Joe Johnston
- Born: 31 January 1998 (age 28) New Zealand
- Height: 1.87 m (6 ft 1+1⁄2 in)
- Weight: 101 kg (15.9 st; 223 lb)

Rugby union career
- Position: Flanker

Senior career
- Years: Team / Apps / (Points)
- 2019–: Bay of Plenty / 36 / (55)
- 2021–: New England Free Jacks / 74 / (50)
- 2022-2023: Waikato Mooloos / 7
- Correct as of 6 August 2026

= Joe Johnston (rugby union) =

New Zealand rugby union player

Joe Johnston (born 31 January 1998) is a New Zealand rugby union player, currently playing for the New England Free Jacks of Major League Rugby (MLR). His preferred position is flanker.

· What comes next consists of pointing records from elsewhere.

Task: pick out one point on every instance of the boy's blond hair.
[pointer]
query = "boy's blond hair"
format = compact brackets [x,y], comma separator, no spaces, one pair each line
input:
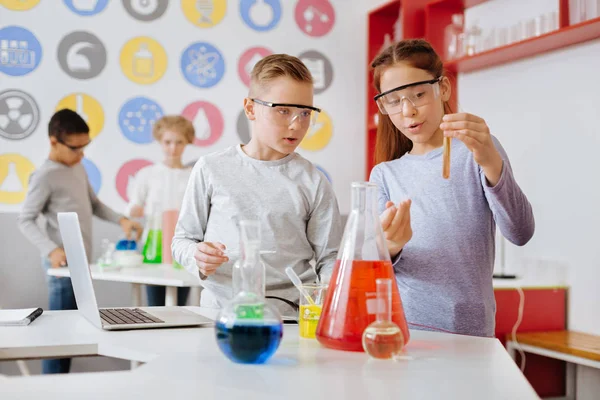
[175,123]
[276,66]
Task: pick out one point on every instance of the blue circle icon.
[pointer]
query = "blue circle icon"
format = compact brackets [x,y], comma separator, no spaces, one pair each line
[202,65]
[20,51]
[93,173]
[137,117]
[261,15]
[324,173]
[86,7]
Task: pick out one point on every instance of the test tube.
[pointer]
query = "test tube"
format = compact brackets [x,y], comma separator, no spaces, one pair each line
[446,158]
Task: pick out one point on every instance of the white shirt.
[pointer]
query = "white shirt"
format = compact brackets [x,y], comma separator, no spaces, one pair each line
[158,185]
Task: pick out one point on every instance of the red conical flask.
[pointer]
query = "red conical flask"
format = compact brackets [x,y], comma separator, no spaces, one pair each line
[351,301]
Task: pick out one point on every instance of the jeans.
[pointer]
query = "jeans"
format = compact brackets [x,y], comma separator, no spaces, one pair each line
[60,297]
[156,295]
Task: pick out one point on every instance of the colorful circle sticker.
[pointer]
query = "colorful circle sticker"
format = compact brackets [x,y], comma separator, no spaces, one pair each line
[137,117]
[261,15]
[14,178]
[19,5]
[145,10]
[143,60]
[324,173]
[19,114]
[125,180]
[20,51]
[248,60]
[243,127]
[81,55]
[207,120]
[319,135]
[86,7]
[202,65]
[88,108]
[315,17]
[204,13]
[94,175]
[320,68]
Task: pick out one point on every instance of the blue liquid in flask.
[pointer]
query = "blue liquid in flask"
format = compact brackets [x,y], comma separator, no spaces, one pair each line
[249,342]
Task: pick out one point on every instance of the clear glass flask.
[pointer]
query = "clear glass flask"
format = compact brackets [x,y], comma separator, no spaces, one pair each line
[383,339]
[351,303]
[248,329]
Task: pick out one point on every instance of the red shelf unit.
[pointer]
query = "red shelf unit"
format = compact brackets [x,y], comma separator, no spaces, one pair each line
[563,37]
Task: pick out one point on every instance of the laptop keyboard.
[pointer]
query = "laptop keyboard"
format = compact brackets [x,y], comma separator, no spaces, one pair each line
[127,316]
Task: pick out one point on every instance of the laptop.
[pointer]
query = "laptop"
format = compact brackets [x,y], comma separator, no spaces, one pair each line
[113,318]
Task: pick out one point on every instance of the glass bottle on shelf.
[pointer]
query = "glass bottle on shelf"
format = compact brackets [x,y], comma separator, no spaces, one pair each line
[472,38]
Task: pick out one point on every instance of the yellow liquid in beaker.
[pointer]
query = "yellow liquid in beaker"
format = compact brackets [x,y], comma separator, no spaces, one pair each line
[308,320]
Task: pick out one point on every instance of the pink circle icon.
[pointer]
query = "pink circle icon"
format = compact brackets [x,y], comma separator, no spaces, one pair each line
[248,60]
[207,120]
[315,17]
[126,180]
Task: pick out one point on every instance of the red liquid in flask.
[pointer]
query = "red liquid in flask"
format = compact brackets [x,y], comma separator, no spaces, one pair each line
[351,304]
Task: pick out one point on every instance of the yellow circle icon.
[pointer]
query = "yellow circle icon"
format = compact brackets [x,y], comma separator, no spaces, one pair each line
[19,5]
[204,13]
[143,60]
[319,135]
[14,178]
[88,108]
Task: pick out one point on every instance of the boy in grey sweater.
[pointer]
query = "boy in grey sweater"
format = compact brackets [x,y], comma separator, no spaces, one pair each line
[267,181]
[61,185]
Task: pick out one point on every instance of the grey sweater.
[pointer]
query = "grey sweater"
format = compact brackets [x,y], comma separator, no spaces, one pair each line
[55,188]
[445,272]
[293,201]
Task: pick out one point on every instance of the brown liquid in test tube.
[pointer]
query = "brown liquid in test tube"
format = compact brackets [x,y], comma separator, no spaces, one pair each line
[446,162]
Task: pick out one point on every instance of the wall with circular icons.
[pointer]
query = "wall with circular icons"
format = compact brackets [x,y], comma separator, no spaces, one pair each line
[192,58]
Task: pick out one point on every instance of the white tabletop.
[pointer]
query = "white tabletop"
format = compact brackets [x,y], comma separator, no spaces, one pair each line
[147,274]
[186,363]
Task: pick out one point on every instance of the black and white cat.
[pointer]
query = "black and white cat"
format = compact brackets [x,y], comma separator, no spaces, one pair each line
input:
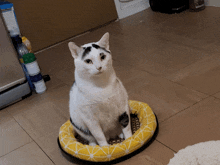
[98,103]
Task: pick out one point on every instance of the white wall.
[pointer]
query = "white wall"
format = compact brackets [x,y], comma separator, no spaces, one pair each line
[129,7]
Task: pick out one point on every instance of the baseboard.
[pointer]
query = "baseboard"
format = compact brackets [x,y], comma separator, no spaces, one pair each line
[129,8]
[215,3]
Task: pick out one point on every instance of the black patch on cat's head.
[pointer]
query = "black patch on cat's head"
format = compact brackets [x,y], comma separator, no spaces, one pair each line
[86,51]
[124,119]
[96,46]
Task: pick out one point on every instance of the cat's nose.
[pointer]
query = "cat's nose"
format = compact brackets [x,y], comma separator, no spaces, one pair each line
[99,68]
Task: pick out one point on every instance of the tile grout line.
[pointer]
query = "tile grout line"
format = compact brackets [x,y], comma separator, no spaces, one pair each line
[184,109]
[15,149]
[166,146]
[29,142]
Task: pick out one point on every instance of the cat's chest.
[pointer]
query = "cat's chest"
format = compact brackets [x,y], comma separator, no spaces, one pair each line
[112,94]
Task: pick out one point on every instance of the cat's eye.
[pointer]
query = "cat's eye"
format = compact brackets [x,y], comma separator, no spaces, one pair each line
[88,61]
[102,56]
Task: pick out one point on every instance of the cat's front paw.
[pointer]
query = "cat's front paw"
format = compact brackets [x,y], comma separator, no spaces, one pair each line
[92,144]
[104,144]
[121,136]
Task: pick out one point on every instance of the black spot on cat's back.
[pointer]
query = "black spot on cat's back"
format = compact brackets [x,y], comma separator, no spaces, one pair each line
[124,119]
[86,51]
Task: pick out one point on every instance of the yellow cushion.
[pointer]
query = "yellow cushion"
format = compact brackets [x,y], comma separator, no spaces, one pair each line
[96,153]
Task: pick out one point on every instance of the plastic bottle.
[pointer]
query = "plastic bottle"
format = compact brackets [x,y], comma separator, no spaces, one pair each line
[22,50]
[27,43]
[34,71]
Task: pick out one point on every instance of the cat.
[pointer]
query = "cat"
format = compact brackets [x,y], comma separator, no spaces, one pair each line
[98,103]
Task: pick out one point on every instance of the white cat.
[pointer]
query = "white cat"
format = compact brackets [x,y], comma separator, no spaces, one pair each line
[98,104]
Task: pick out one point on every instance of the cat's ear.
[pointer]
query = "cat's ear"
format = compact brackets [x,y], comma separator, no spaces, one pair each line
[104,41]
[74,49]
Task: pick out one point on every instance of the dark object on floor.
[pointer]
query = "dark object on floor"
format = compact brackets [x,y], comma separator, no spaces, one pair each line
[169,6]
[135,125]
[196,5]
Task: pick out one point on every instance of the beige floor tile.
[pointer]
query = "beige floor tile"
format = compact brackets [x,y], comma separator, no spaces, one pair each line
[206,81]
[196,69]
[12,136]
[49,145]
[198,123]
[163,96]
[29,154]
[43,117]
[155,154]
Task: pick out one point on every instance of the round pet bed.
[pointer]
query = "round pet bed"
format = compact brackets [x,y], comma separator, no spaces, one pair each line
[71,146]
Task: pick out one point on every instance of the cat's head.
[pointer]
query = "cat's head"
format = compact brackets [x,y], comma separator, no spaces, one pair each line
[93,58]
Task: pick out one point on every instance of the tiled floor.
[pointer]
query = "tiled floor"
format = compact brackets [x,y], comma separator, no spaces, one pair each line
[171,62]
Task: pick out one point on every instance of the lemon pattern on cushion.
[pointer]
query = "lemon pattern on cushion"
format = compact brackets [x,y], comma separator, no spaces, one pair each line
[96,153]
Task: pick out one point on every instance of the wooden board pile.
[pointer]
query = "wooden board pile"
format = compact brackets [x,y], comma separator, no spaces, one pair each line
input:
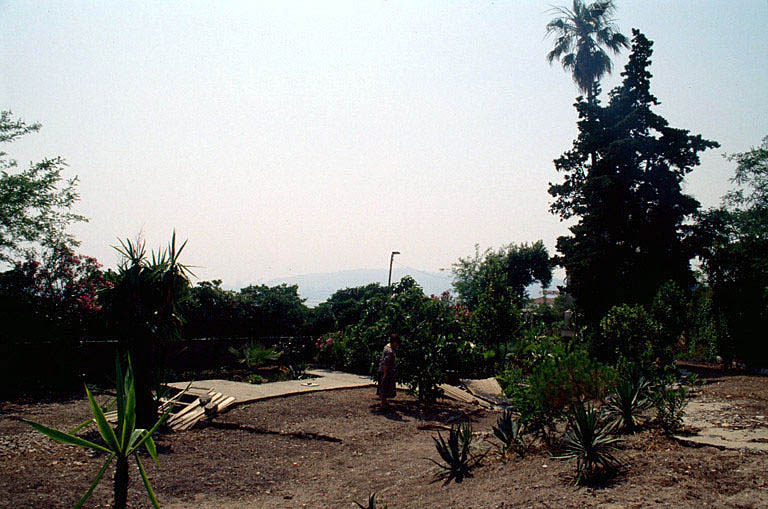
[189,407]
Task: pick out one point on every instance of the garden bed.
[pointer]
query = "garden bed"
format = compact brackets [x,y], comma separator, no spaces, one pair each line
[327,449]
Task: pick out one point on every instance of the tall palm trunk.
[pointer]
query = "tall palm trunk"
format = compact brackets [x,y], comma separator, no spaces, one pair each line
[121,483]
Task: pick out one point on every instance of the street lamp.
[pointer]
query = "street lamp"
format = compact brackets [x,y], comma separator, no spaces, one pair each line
[391,259]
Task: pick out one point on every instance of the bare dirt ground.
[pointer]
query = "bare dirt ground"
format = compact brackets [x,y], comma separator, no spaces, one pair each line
[328,449]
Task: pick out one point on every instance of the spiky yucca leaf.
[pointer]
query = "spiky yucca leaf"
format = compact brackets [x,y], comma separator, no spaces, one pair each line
[120,443]
[589,442]
[629,397]
[455,452]
[509,432]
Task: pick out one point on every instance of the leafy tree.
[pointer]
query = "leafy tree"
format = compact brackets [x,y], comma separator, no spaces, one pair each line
[583,33]
[623,182]
[273,311]
[211,311]
[50,298]
[734,240]
[35,202]
[433,346]
[347,305]
[513,267]
[494,288]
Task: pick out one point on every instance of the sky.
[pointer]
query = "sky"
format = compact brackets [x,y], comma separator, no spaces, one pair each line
[286,138]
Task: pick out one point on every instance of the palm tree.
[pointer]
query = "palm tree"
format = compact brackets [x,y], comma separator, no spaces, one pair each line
[583,33]
[142,304]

Johnston has earned the nickname "the mechanic" for his workmanlike and dogged performances on the field along with his tackling abilities.

== Early career ==
Johnston attended Kings College for his last two years of High School in 2015 and 2016. Johnston made an immediate impact at the historically strong school team, helping the Auckland Boys’ School to a top four national finish in 2015 and captaining the side in his final year. Johnston's performances caught national attention and in 2016 he earned selection for and captained the New Zealand Schools Barbarians side that won the Trans-Tasman shield.

==Professional career==
Johnston signed for Major League Rugby side New England Free Jacks ahead of the 2021 Major League Rugby season. He had previously represented in the 2019 and 2020 seasons of the Mitre 10 Cup, while he was also selected to play for the China Lions in the 2020 Global Rapid Rugby season.

During the 2021 season Johnston would start all 14 games he appeared in for the Free Jacks scoring three tries. The following year during the 2022 season he appeared in 17 games starting 13 and once again scored three tries, as he and the Free Jacks reached the MLR eastern conference semifinals.

Then during the 2023 season Johnston would appear in 17 games making 10 starts for the Free Jacks scoring 2 tries. Being a key part of helping the team win their first ever MLR championship over San Diego 25-24. He would then join Waikato in the National Provincial Championship (NPC) to finish out the 2023 season.

After taking time off from Rugby to finish his degree, he would return to the sport in the 2024 season. Johnston joined Bay of Plenty starting 11 games in 12 appearances scoring 8 tries and helping them get all the way to the NPC final where they would ultimately to fall to Wellington.

In 2025 he would rejoin the Free Jacks after missing the penalty season and claimed his 50th cap for the team on February 3. Captaining the team Johnston would help the free jacks win their 3rd straight MLR championship appearing in 19 games making 17 starts and scoring 2 tries. He also posted 224 successful tackles, while carrying for 362 meters. To finish out the season he returned to Bay of Plenty in the NPC where he would make 12 appearances and 5 starts scoring one try as they lost to Otago in the semifinals.

In 2026, Johnston returned to the Free Jacks once again captaining the club, he made 7 starts for the club but missed three weeks due to a hand injury. He and the Free Jacks missed the postseason. Like previous seasons he once again returned to Bay of Plenty following the end of the MLR season.

== Honours ==
New England Free Jacks

- Major League Rugby Championship: 2x (2023, 2025)
Bay of Plenty

- Mitre 10 Cup Championship Division: (2019)

== Personal life ==
Johnston's mother grew up in Boston and his father played rugby in New England. His brother Alex also plays rugby professionally.

After the 2023 MLR season Johnston made the decision to go back to New Zealand and finished his degree in business management, and worked construction. He would eventually return to the sport playing club rugby and winning the Baywide Championship with Te Puke. This would lead to him going back to pro rugby with Bay of Plenty and his eventual return to the USA.